Flora Stuardo, giallo Costa Fortuna: “Lite, poi non ricordo”

TORINO – Dice di non essersi buttata per uccidersi, ma non è sicura che sia stato il compagno a buttarla. E’ un giallo la vicenda di Flora Stuardo, la donna torinese di 53 anni caduta dal balconcino della sua cabina durante una crociera nei mari del Nord. Si è salvata per miracolo, ha fatto 4 mesi di coma e al risveglio ha detto di non essersi buttata da sola, di non aver mai pensato di uccidersi.

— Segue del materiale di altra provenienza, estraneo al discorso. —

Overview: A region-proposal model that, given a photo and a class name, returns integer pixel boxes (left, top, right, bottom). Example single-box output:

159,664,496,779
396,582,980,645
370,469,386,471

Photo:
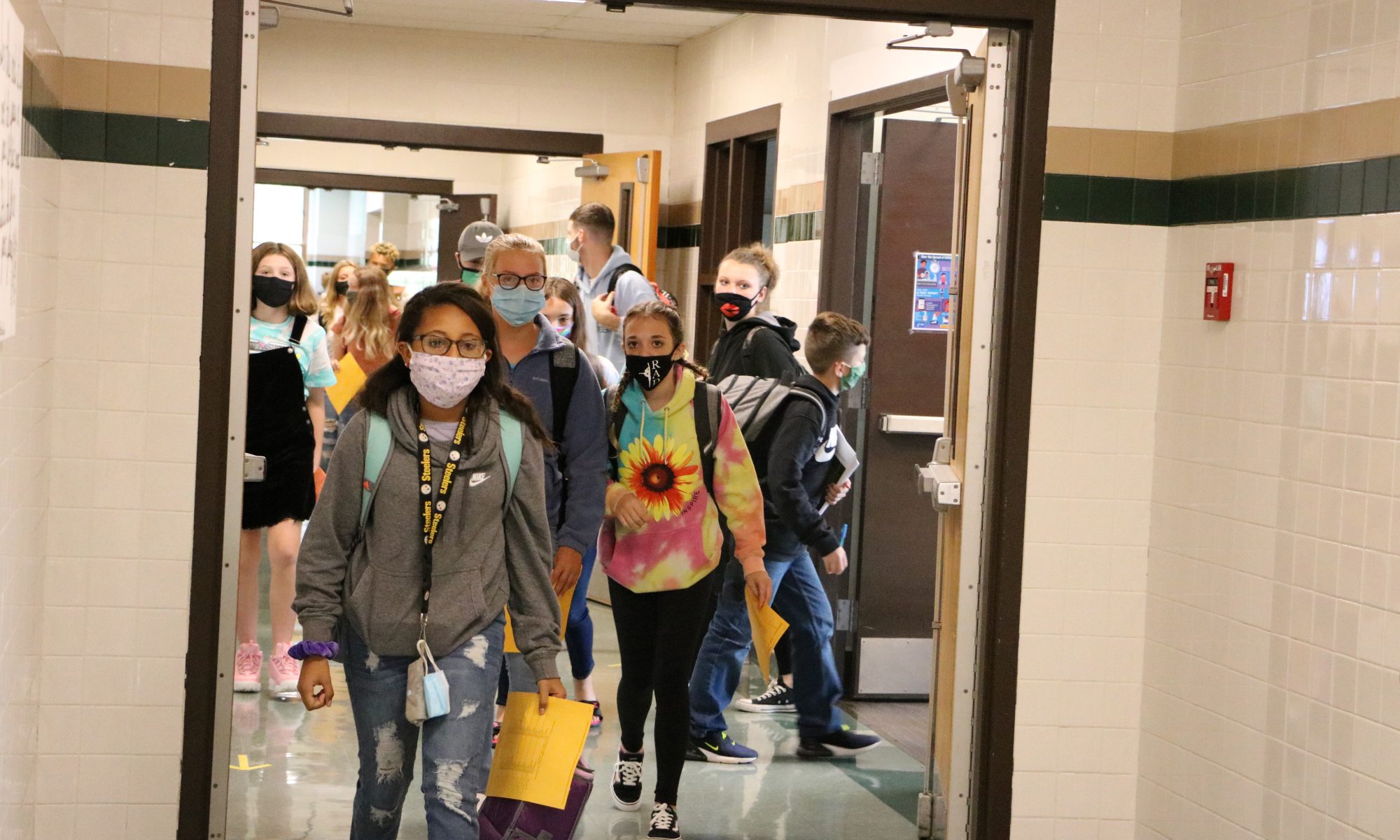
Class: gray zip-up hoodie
293,388,560,679
574,245,657,371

Ma al massimo, di quella sera, ricorda una lite col compagno. Lui racconta altro, racconta un tentato suicidio: “L’ho vista cadere e ho tentato di afferrarla ma non ci sono riuscito”. I due, secondo quanto accertato dagli investigatori scandinavi, erano soli in cabina. Alcuni testimoni, invece, avevano riferito di alcune grida provenire da quella stanza, ma non è mai stato chiaro se fossero della donna che stava cadendo oppure se si sia trattato di un precedente litigio. In ogni caso le autorità norvegesi chiusero il fascicolo come incidente.

I carabinieri procedono con cautela e attendono che la donna, ricoverata in una struttura di riabilitazione neurologica della provincia di Torino, torni a ricordare quale sia stata la dinamica del salto nel vuoto da 33 metri di quella sera. Gli investigatori italiani possono procedere proprio perché l’incidente è avvenuto formalmente in mare, benché la nave si trovasse in porto. Una volta chiusa l’inchiesta, coordinata dal pm Marco Sanini e al momento senza indagati, l’eventuale procedimento potrà essere avviato però soltanto in uno dei due Paesi. Non si esclude che, una volta terminata l’inchiesta in Italia, la Norvegia chieda il trasferimento degli atti.